TOLENTINO – Una platea nutrita e attenta. Interventi mirati e di qualità. Un pomeriggio di confronto e riflessioni. Successo, lo scorso 2 dicembre all’Abbadia di Fiastra di Tolentino, per il focus group sul futuro delle aree interne. L’incontro, ultimo di quattro appuntamenti curati da Arci Macerata nell’ambito del progetto promosso e sostenuto dal Csv Marche Ets “C’entro. Insieme per le terre del sisma”, ha visto un’ampia partecipazione. Segnale che l’attenzione nei confronti dei territori colpiti dal terremoto del 2016 è ancora alta.
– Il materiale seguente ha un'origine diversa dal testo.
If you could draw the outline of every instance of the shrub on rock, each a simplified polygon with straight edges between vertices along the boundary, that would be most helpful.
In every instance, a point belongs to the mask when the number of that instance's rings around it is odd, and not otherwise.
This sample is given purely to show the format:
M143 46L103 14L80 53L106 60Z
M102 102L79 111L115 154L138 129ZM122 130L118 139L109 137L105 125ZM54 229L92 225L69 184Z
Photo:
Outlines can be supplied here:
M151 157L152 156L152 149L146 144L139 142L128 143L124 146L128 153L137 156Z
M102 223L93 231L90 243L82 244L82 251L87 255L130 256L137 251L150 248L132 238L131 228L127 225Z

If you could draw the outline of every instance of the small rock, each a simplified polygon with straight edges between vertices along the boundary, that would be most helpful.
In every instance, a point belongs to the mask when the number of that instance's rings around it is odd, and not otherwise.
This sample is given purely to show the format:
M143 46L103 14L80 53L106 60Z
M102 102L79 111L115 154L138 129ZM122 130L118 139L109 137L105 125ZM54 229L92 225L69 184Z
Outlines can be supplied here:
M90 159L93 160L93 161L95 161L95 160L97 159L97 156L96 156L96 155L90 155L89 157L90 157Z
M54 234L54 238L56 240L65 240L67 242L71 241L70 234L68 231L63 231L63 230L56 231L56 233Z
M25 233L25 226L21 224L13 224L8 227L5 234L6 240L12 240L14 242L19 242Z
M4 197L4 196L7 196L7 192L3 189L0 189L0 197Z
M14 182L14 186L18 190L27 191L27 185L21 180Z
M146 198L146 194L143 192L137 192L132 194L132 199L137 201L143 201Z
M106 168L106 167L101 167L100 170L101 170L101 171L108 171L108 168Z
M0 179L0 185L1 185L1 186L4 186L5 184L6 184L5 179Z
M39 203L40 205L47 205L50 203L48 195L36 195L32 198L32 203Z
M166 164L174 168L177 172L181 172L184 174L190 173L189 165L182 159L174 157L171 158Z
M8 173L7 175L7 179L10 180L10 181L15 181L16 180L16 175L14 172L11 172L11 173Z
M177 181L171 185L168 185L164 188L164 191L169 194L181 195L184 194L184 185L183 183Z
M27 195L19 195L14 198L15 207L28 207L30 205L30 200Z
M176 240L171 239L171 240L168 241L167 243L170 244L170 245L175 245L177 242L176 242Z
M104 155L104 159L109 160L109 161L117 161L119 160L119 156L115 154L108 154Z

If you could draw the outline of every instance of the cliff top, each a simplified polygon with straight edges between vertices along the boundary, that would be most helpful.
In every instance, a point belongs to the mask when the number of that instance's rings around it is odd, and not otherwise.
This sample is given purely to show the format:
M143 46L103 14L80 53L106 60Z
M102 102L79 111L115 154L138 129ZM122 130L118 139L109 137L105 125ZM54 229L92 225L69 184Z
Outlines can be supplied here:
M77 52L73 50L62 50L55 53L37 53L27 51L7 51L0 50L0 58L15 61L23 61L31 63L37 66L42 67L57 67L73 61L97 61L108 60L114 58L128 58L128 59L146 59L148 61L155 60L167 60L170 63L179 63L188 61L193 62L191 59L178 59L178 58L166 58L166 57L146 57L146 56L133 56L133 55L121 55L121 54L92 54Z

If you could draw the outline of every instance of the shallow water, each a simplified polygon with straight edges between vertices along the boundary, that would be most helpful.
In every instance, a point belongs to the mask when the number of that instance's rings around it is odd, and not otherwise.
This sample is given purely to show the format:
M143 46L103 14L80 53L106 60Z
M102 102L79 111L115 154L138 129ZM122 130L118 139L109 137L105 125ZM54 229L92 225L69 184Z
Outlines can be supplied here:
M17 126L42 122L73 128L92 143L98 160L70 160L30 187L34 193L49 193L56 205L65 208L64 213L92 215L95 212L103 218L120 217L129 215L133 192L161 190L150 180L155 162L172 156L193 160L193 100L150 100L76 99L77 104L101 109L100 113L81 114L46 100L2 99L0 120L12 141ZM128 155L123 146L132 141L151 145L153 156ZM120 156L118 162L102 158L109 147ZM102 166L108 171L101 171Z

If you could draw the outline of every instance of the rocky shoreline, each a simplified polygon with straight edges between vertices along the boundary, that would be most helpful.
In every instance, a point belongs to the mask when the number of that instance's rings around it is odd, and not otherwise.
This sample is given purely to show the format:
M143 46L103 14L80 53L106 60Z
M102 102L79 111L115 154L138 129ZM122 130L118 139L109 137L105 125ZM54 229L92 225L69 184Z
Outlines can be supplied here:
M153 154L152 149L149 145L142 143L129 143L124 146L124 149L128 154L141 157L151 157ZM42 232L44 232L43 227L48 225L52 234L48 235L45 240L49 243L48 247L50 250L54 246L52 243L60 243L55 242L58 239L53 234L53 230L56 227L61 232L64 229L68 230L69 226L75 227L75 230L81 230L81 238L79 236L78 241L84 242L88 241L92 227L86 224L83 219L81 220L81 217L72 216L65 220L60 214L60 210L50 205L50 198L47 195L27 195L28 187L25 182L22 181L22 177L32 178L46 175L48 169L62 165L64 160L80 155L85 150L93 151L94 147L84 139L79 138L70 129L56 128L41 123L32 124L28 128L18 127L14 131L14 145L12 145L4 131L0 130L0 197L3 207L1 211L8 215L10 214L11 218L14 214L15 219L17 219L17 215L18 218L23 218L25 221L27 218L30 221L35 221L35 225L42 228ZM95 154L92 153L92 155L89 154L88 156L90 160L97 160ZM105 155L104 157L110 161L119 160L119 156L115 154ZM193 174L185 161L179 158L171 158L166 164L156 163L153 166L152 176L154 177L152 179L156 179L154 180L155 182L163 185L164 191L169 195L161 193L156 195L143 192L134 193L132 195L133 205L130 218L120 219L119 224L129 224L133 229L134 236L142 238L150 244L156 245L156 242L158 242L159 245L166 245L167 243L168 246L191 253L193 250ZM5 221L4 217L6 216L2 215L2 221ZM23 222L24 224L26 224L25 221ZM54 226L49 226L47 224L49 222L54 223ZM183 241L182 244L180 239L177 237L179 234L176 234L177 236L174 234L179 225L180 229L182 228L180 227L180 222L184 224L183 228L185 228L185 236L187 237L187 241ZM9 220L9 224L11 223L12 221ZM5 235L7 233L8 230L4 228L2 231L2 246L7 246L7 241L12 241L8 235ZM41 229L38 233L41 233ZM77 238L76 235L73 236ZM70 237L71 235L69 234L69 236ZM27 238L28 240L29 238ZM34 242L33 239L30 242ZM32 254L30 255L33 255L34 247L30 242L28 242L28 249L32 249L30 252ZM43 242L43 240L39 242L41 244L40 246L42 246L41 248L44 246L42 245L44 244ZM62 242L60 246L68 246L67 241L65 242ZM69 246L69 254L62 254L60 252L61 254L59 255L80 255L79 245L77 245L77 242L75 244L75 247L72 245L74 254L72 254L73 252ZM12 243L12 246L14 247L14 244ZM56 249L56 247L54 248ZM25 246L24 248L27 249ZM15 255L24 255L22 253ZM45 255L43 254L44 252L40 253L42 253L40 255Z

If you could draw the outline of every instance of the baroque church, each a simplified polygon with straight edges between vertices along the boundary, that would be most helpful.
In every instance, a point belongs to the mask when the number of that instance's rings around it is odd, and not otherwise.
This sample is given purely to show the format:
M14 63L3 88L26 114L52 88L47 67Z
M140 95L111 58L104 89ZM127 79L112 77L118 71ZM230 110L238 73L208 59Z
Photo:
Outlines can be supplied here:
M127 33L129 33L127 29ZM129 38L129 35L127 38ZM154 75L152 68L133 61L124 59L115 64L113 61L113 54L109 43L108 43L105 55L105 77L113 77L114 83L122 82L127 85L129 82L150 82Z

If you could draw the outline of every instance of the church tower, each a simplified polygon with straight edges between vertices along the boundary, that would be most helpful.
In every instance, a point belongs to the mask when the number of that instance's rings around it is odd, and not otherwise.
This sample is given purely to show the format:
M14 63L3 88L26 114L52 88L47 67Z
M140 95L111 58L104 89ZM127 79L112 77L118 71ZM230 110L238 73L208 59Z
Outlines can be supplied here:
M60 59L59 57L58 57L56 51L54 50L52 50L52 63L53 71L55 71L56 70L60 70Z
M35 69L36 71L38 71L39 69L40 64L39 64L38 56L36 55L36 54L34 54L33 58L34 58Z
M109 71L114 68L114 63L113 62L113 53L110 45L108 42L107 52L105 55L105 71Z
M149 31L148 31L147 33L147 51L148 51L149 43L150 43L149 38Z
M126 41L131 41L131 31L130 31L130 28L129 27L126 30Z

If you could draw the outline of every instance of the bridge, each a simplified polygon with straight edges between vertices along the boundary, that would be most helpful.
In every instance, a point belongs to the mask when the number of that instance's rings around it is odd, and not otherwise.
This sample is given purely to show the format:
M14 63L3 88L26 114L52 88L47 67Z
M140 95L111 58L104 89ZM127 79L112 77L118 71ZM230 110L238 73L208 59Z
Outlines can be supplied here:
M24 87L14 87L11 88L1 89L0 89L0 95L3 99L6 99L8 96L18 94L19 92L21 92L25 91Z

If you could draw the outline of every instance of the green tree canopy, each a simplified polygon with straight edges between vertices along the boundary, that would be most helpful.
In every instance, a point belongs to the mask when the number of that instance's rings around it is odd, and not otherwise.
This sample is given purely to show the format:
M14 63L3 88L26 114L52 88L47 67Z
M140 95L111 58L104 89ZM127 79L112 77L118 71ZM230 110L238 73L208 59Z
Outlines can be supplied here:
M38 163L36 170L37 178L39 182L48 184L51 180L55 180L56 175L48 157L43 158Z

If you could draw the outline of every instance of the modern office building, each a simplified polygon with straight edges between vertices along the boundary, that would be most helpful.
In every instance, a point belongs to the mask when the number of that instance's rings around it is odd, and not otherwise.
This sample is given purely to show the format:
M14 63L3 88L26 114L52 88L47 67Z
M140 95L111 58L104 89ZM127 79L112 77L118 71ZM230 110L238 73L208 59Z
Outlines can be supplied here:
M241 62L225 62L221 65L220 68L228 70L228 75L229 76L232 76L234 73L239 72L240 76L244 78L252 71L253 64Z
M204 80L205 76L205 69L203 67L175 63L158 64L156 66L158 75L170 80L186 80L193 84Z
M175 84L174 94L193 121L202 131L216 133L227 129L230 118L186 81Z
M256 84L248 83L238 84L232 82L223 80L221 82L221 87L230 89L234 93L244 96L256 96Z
Ad aprire l’iniziativa l’intervento del presidente del Csv Marche Ets, Simone Bucchi, presente insieme al presidente della Delegazione provinciale di Macerata, Paolo Gobbi. “Dopo la fase emergenziale – ha esordito Bucchi –, avevamo ben chiaro che, in quei territori, sarebbe arrivato il momento di attivarsi anche per ricostruire i legami sociali e il fatto di essere qui così numerosi ci fa capire che non siamo soli a guardare al futuro. Il ruolo del Csv è quello di accompagnare tutte le realtà di terzo settore in questo futuro possibile, un futuro fatto di infrastrutture, scuole, sanità e lavoro, elementi sui quali noi abbiamo meno potere di incidere. Il potere che abbiamo è di stimolare tutte le realtà del Terzo settore a essere presenti in questo processo di sviluppo”. “Il terremoto – ha proseguito Bucchi – ha fatto esplodere il fenomeno dello spopolamento delle aree interne e ci ha mostrato come questi territori, non solo marchigiani, potrebbero diventare nel prossimo futuro. Ogni nostro intervento dovrà, perciò, essere attuato in considerazione di tale contesto, in intensa sinergia e con la sincera volontà che ci consentiranno di proseguire le nostre attività e che, al contempo, ci richiamano alle nostre responsabilità”.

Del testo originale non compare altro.